No REDIS_URL. No WebSocket config.

auth.py

  • validate_token(token, public_key, issuer) — RS256 decode with verify_aud=False
  • JWKSClient — JWKS fetcher with 5-minute TTL cache and stale-while-revalidate background refresh

proxy.py

  • init_client() / close_client() — lifecycle for a shared httpx.AsyncClient
  • proxy_request() — forwards with app-level retries (3 attempts, exponential backoff) for idempotent methods on ConnectError

main.py

FastAPI app factory with lifespan: - Startup: initialize JWKSClient, proxy HTTP client, SSE DB pool - Shutdown: close proxy client and SSE pool - Mounts CORS middleware and the SSE router


HTTP connection pooling

limits = httpx.Limits(
    max_connections=100,
    max_keepalive_connections=20,
    keepalive_expiry=2.0
)
client = httpx.AsyncClient(limits=limits)

keepalive_expiry=2.0s is intentionally shorter than uvicorn's 5s idle timeout so we don't reuse a connection the upstream is about to close.


Error handling

Error Response
Invalid JWT 401 UNAUTHORIZED
Expired JWT 401 token_expired
Upstream ConnectError 503
Upstream timeout 504
Persistent disconnect 502

4xx responses log at info level; 5xx at error level (see substrate-common.errors.register_handlers).


Deployment

FROM python:3.12-slim
COPY --from=ghcr.io/astral-sh/uv:latest /uv /usr/local/bin/uv
WORKDIR /app
COPY pyproject.toml .
RUN uv sync --no-dev --frozen 2>/dev/null || uv sync --no-dev
COPY src/ src/
EXPOSE 8080
CMD ["uv", "run", "uvicorn", "src.main:app", "--host", "0.0.0.0", "--port", "8080"]

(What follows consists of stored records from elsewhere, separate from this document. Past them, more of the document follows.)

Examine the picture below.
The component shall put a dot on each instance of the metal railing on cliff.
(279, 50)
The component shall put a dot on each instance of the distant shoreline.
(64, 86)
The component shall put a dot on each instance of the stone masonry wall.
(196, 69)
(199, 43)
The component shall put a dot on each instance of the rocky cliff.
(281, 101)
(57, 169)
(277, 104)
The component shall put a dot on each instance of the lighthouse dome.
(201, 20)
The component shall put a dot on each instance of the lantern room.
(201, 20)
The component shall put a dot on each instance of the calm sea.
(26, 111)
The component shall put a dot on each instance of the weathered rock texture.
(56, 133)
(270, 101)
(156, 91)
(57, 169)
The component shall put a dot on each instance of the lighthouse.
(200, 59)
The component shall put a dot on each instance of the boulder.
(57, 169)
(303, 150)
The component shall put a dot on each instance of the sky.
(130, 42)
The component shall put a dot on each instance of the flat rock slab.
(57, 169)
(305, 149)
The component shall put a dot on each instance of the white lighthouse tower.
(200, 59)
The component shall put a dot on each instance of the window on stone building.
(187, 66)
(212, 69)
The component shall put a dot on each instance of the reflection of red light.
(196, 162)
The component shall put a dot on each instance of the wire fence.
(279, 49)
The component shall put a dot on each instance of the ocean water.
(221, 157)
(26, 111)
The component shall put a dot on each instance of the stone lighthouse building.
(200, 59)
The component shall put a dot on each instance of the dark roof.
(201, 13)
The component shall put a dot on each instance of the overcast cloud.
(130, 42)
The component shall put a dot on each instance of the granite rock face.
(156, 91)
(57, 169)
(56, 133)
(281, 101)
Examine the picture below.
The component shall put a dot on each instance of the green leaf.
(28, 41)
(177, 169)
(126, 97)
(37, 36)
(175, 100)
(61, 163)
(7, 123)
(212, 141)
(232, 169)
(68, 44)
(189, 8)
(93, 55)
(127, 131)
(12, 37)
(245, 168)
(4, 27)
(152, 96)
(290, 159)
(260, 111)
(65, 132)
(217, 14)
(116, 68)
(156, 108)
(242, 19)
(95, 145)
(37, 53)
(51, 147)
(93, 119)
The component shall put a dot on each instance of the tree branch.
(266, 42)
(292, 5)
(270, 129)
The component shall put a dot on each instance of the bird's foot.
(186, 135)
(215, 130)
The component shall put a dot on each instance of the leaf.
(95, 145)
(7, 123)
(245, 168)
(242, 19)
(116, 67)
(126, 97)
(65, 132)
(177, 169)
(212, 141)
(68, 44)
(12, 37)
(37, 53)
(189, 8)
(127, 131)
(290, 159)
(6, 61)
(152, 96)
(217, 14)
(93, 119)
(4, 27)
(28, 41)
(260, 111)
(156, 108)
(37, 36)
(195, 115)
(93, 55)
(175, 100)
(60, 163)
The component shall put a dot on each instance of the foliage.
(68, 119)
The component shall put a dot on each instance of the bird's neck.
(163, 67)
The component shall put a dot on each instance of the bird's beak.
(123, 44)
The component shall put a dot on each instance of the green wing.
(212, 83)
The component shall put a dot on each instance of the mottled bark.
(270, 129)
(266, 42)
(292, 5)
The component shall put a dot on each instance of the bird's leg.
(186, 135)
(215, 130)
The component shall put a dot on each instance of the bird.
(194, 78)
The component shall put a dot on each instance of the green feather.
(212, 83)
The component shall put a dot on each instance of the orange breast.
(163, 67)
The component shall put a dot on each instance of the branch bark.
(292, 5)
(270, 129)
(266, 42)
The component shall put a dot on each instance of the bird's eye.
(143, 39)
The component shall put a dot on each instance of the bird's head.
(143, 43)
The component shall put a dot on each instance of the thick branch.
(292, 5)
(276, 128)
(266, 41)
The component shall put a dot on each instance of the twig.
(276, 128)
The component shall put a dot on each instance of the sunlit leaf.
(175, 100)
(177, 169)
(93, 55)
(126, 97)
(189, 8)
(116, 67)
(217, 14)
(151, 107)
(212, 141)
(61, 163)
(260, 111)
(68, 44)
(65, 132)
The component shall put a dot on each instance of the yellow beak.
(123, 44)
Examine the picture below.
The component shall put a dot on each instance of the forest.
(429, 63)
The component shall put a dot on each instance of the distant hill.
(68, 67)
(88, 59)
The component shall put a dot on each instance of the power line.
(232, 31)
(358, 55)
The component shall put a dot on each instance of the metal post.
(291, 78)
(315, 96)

In compose, the gateway runs on the substrate_internal bridge with DNS name gateway; host publishes 8180:8080 for debug.


Observability

Structured JSON logs via structlog: - gateway_started / gateway_stopped lifecycle - auth_failed (warning) - upstream_error (warning) on proxy failures - jwks_refreshed when the cache reloads - sse_replay, sse_client_connected, sse_client_disconnected

Per-request metrics (request count, latency, JWKS cache hit rate) are not currently emitted — a Prometheus exporter is planned.